# Classification using Support Vector Machine (SVM)

This code performs image classification on the provided image data and labels using SVM

This model was trained on personal computer by Archit Jaiswal

In [12]:
import numpy as np
from sklearn.svm import SVC
from sklearn.model_selection import train_test_split
from sklearn.preprocessing import StandardScaler
import cv2

import matplotlib.pyplot as plt
%matplotlib inline

The data was already preprocessed by rotating the images and correcting the labels

In [22]:
# Loading Data
X = np.load('data_train_corrected.npy')
labels = np.load('labels_train_corrected.npy')

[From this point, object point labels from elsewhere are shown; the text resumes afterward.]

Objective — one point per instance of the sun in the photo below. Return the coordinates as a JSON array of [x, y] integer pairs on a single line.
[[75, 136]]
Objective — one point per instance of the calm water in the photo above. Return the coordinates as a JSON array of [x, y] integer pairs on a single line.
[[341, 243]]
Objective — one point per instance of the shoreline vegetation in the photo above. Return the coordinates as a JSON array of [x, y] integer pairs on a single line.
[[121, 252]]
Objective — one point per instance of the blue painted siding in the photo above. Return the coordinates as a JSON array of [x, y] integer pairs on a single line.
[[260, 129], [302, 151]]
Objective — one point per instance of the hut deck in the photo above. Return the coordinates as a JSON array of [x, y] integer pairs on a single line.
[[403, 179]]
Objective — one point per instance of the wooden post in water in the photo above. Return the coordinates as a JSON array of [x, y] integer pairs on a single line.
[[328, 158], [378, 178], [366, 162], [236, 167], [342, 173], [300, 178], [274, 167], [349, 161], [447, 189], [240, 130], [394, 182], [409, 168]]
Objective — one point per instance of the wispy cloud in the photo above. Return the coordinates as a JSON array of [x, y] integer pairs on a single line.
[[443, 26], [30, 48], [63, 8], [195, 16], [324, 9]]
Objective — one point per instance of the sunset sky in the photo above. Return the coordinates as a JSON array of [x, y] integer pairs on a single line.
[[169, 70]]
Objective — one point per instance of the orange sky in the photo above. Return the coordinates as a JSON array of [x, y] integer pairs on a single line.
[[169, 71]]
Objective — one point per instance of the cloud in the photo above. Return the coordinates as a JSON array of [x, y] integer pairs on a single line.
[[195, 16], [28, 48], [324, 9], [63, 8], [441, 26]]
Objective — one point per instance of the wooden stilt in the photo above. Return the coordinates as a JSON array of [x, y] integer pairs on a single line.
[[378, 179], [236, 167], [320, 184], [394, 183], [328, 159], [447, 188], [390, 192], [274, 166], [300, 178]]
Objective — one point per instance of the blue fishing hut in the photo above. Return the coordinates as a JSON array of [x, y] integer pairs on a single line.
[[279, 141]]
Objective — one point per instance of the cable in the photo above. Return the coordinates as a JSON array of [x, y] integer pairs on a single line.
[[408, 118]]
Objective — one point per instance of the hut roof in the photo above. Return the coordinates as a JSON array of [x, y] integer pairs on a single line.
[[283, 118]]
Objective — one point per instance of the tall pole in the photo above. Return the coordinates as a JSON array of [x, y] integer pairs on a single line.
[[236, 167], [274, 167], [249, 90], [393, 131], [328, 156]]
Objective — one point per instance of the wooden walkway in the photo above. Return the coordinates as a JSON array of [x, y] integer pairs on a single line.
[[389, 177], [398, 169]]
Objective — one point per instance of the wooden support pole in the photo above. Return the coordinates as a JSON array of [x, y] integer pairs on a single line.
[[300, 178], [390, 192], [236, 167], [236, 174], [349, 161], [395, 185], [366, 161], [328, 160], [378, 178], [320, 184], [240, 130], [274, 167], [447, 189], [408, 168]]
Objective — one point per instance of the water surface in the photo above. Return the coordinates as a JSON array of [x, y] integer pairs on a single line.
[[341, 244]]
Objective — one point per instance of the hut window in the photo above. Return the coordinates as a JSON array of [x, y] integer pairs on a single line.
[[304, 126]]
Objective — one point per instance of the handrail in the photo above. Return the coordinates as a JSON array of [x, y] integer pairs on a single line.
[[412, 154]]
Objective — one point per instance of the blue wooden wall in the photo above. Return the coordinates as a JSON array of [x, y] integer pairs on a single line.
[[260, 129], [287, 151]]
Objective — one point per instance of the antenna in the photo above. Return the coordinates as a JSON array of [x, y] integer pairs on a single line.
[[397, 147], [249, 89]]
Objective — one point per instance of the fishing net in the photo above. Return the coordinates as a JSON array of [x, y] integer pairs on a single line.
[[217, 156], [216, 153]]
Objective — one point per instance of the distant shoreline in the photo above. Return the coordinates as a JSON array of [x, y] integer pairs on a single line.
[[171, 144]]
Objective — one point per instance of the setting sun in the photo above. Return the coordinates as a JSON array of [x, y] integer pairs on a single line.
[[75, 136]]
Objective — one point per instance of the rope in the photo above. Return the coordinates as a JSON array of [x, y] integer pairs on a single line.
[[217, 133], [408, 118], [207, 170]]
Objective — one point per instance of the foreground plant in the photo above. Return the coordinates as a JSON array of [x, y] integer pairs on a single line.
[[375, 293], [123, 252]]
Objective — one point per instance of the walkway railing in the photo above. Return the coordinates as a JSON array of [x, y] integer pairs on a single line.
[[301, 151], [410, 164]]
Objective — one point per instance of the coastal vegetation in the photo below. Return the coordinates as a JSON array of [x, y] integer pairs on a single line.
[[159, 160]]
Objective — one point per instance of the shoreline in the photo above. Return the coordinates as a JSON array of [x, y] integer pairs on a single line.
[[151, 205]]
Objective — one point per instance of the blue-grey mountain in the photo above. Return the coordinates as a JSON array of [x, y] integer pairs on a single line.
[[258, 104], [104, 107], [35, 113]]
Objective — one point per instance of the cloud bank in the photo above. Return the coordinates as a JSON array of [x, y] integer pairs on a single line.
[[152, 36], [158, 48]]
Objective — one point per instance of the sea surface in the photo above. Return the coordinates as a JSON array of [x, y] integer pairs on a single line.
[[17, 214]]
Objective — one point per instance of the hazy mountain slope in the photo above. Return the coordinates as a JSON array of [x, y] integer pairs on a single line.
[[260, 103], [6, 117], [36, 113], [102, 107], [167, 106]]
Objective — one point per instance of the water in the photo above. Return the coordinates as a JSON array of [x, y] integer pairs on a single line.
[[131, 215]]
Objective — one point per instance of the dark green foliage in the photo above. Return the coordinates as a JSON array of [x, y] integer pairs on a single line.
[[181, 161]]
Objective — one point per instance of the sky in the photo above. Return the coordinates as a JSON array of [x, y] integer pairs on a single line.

print(X.shape, labels.shape)

(90000, 9032) (9032,)


In [23]:
# Scaling the data

X_scaled = StandardScaler().fit_transform(X)

In [24]:
# Partitioning the data into training set and test set

X_train, X_test, labels_train, labels_test = train_test_split(X_scaled.T, labels, test_size=0.3)

In [25]:
X_train.shape

(6322, 90000)

In [26]:
X_test.shape

(2710, 90000)

In [27]:
labels_train.shape

(6322,)

In [31]:
svc = SVC(kernel = 'linear')
svc.fit(X_train, labels_train)

SVC(kernel='linear')

In [33]:
predict_labels = svc.predict(X_test)

In [34]:
from sklearn.metrics import accuracy_score

accuracy = accuracy_score(labels_test, predict_labels)

In [36]:
print('Prediction accuracy on test set: ', accuracy)

Prediction accuracy on test set:  0.46494464944649444


In [37]:
predict_training_labels = svc.predict(X_train)

In [38]:
# accuracy on training data

training_accuracy = accuracy_score(labels_train, predict_training_labels)
print('Prediction accuracy on training set: ', training_accuracy)

Prediction accuracy on training set:  0.999841822208162


In [39]:
# Confusion matrix for training set

from sklearn.metrics import confusion_matrix

confusion_matrix(labels_train, predict_training_labels)

array([[614,   0,   0,   0,   0,   0,   0,   0,   0,   0,   0],
       [  0, 620,   0,   0,   0,   0,   0,   0,   0,   0,   0],
       [  0,   0, 605,   0,   0,   0,   0,   0,   0,   0,   0],
       [  0,   0,   0, 623,   0,   0,   0,   0,   0,   0,   0],
       [  0,   0,   0,   0, 642,   0,   0,   0,   0,   0,   0],
       [  0,   0,   0,   0,   0, 614,   0,   0,   0,   0,   0],
       [  0,   0,   0,   0,   0,   0, 620,   0,   0,   0,   0],
       [  0,   0,   0,   0,   0,   0,   0, 636,   0,   0,   0],
       [  0,   0,   0,   0,   0,   0,   0,   0, 624,   0,   0],
       [  0,   0,   0,   0,   0,   0,   0,   0,   0, 636,   0],
       [  0,   0,   0,   0,   0,   0,   0,   0,   0,   1,  87]],
      dtype=int64)

In [40]:
# Confusion matrix for test set

confusion_matrix(labels_test, predict_labels)

array([[130,  13,  12,  12,  14,  27,  10,  10,  16,  23,   4],
       [ 12, 178,   7,   7,  13,   9,  12,   9,   5,   9,  15],
       [ 14,   9, 196,  19,   6,   3,  14,   9,  10,   4,   4],
       [  4,  10,  32, 174,  18,   2,   4,   7,   7,   2,   9],
       [ 24,   6,  15,  41,  95,  10,  11,   8,  12,  13,   3],
       [ 50,  15,  19,  17,  34,  84,  19,  12,  14,  17,   2],
       [ 22,  24,  10,  27,  19,  22, 116,   8,   6,  12,   9],
       [ 12,  12,   4,  19,  18,  13,   5, 117,  34,   7,   8],
       [ 32,  12,  17,  22,  21,  17,  15,  47,  71,   8,   7],
       [ 20,  15,   8,   9,  39,  27,  11,  19,  13,  97,   4],
       [  6,   1,   3,   1,   5,   2,   5,   2,   1,   2,   2]],
      dtype=int64)

Due to a significant difference in accuracy of test set and training set, it can be concluded that the SVM classifier model is overfitting the training data. The model can be improved by using soft margin SVM. CNN model can provide far better classification accuracy compared to SVM.